Nobody, and I mean nobody, makes it through life without encountering discouragement. And how we handle discouragement will dictate not only our emotional and mental health, but our ability to bring a vision into reality. So how do we get past discouragement to the prize on the other side?

When Jesus announced his impending death to his disciples I’m sure discouragement wrapped itself around their soul and squeezed–like a massive constrictor. Jesus certainly saw the lifeless look in their eyes. And he knew he had to say something that would buoy their spirits. In the face of his departure, Jesus made a single promise that offered more hope than a sunrise. He told them his death wasn’t a final farewell. Like a trailblazer, he was going ahead of them to the Father’s house so he could prepare a place for them (John 14:1-2).
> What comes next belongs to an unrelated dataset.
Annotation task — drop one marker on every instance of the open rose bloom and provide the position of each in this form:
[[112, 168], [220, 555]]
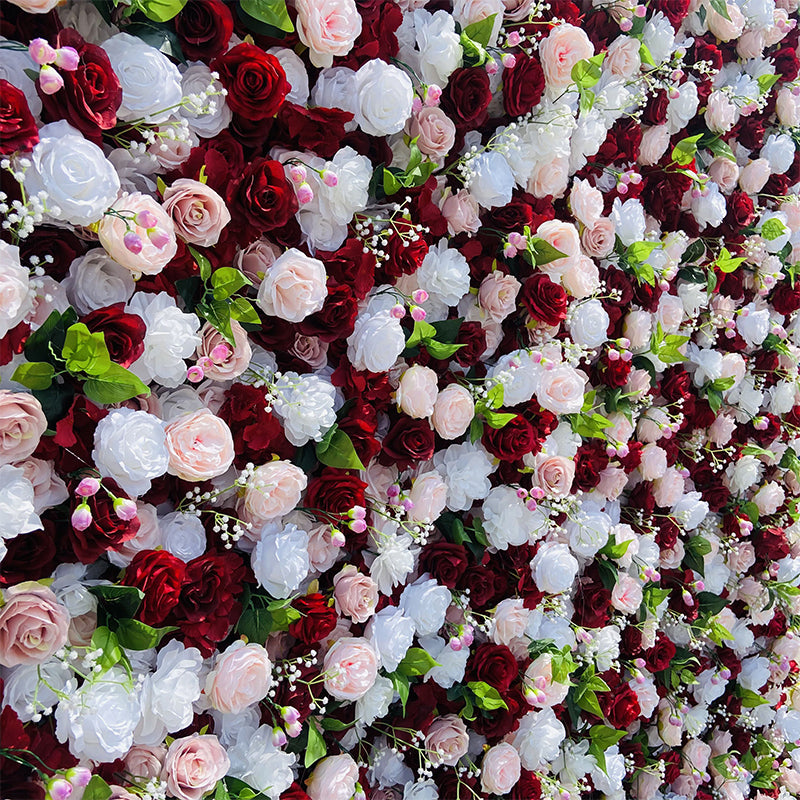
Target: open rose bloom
[[400, 400]]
Jesus told them that they could look forward to a better tomorrow.

Several years ago I read about an experiment in which researchers placed a dozen laboratory mice in a vat of water. As the mice swam in small circles the researchers would periodically lift out of the water several they had identified with a mark on their head. These mice would then be placed back in the water. As the researchers expected, those mice that were lifted out of the water swam far longer than the rest. The question this reality surfaced was: Why? The researchers didn’t think it was the rest the mice received since they were only out of the water for a second or so. It wasn’t because they were stronger since they had been randomly selected. In a word, the researchers said they believed the mice swam longer because they possessed HOPE. The mice hoped that if they could swim just a little longer, they would be delivered.

At times we may feel like our efforts are as useless as those of a mouse swimming around in a vat of water. What we need at such times is hope. It is the is the powerful force that can enable us to keep swimming when our muscles ache and our arms are tired. That’s probably why Jesus said, “I will come back and take you to be with me that you also may be where I am” (John 14:3).

While it’s crucial to study an obstacle so you can figure out how to get past it, avoid fixating on it. Instead, focus on the vision that will become a reality after you navigate past the obstacle. Such a mental and spiritual focus will buoy your spirit and those you lead.